“Only peace,” answered the ape-man.
Again the apes conferred. At length Karnath spoke again.
“Come in peace, then, Tarzan of the Apes,” he said.
And so Tarzan of the Apes dropped lightly to the turf into the midst of the fierce and hideous horde—he had completed the cycle of evolution, and had returned to be once again a brute among brutes.
There were no greetings such as would have taken place among men after a separation of two years. The majority of the apes went on about the little activities that the advent of the ape-man had interrupted, paying no further attention to him than as though he had not been gone from the tribe at all.
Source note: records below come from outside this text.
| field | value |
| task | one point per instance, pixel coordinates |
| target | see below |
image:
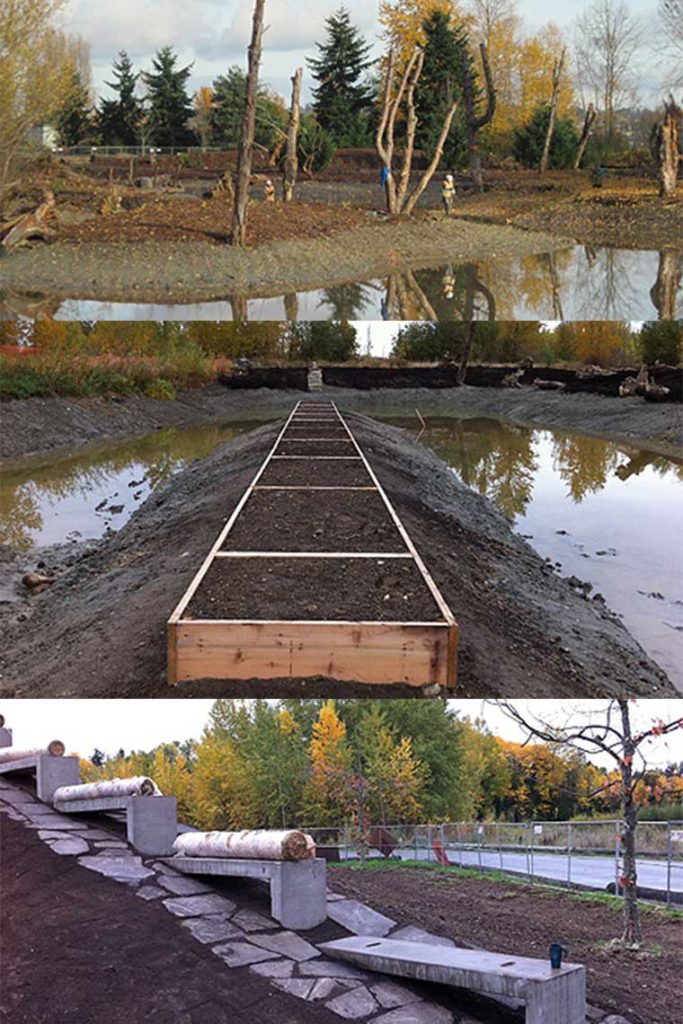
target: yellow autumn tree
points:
(402, 22)
(329, 794)
(222, 792)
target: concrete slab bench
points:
(151, 821)
(551, 996)
(51, 772)
(298, 888)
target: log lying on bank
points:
(55, 749)
(258, 844)
(138, 785)
(39, 224)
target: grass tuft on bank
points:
(72, 374)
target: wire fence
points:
(574, 854)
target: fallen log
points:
(39, 224)
(138, 785)
(259, 844)
(55, 749)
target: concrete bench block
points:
(298, 888)
(152, 824)
(551, 996)
(53, 772)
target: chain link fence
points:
(575, 854)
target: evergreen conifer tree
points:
(74, 121)
(119, 119)
(170, 107)
(446, 60)
(342, 99)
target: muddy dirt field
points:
(100, 628)
(41, 425)
(524, 920)
(366, 590)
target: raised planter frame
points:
(417, 653)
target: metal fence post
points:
(670, 853)
(568, 853)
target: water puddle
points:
(82, 496)
(575, 283)
(608, 513)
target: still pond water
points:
(608, 513)
(574, 284)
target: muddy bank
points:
(36, 426)
(100, 628)
(184, 271)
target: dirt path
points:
(99, 630)
(524, 920)
(185, 271)
(36, 426)
(78, 948)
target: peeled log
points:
(55, 749)
(256, 844)
(139, 785)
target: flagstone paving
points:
(243, 937)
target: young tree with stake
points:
(611, 733)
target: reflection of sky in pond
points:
(605, 497)
(620, 508)
(577, 283)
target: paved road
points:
(596, 872)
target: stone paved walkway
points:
(243, 937)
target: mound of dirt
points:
(100, 629)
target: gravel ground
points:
(185, 271)
(41, 425)
(100, 629)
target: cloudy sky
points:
(213, 34)
(109, 725)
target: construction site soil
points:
(351, 590)
(100, 629)
(514, 918)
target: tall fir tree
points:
(74, 121)
(446, 60)
(170, 107)
(342, 99)
(119, 119)
(229, 97)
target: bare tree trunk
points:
(399, 199)
(557, 78)
(589, 122)
(668, 152)
(632, 935)
(291, 159)
(261, 844)
(247, 135)
(665, 291)
(474, 123)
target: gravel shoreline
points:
(187, 271)
(38, 426)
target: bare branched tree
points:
(397, 97)
(609, 732)
(671, 17)
(291, 158)
(608, 38)
(589, 123)
(246, 147)
(558, 67)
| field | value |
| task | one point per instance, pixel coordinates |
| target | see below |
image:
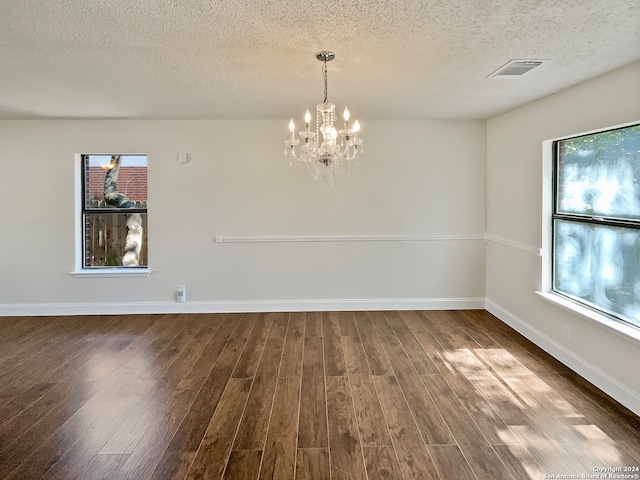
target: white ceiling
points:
(246, 59)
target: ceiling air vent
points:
(515, 68)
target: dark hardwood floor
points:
(309, 396)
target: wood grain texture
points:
(415, 462)
(312, 430)
(313, 464)
(306, 395)
(345, 447)
(280, 446)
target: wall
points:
(420, 184)
(514, 228)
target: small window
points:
(114, 211)
(596, 221)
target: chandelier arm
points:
(324, 74)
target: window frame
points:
(550, 170)
(81, 209)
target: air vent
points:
(515, 68)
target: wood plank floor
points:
(308, 396)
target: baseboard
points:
(321, 305)
(591, 373)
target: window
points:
(114, 212)
(596, 221)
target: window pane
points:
(599, 174)
(600, 265)
(132, 179)
(105, 239)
One or two young bulls who had not been old enough to remember him sidled up on all fours to sniff at him, and one bared his fangs and growled threateningly—he wished to put Tarzan immediately into his proper place. Had Tarzan backed off, growling, the young bull would quite probably have been satisfied, but always after Tarzan’s station among his fellow apes would have been beneath that of the bull which had made him step aside.
But Tarzan of the Apes did not back off. Instead, he swung his giant palm with all the force of his mighty muscles, and, catching the young bull alongside the head, sent him sprawling across the turf. The ape was up and at him again in a second, and this time they closed with tearing fingers and rending fangs—or at least that had been the intention of the young bull; but scarcely had they gone down, growling and snapping, than the ape-man’s fingers found the throat of his antagonist.
Presently the young bull ceased to struggle, and lay quite still. Then Tarzan released his hold and arose—he did not wish to kill, only to teach the young ape, and others who might be watching, that Tarzan of the Apes was still master.
The lesson served its purpose—the young apes kept out of his way, as young apes should when their betters were about, and the old bulls made no attempt to encroach upon his prerogatives. For several days the she-apes with young remained suspicious of him, and when he ventured too near rushed upon him with wide mouths and hideous roars. Then Tarzan discreetly skipped out of harm’s way, for that also is a custom among the apes—only mad bulls will attack a mother. But after a while even they became accustomed to him.
He hunted with them as in days gone by, and when they found that his superior reason guided him to the best food sources, and that his cunning rope ensnared toothsome game that they seldom if ever tasted, they came again to look up to him as they had in the past after he had become their king. And so it was that before they left the amphitheater to return to their wanderings they had once more chosen him as their leader.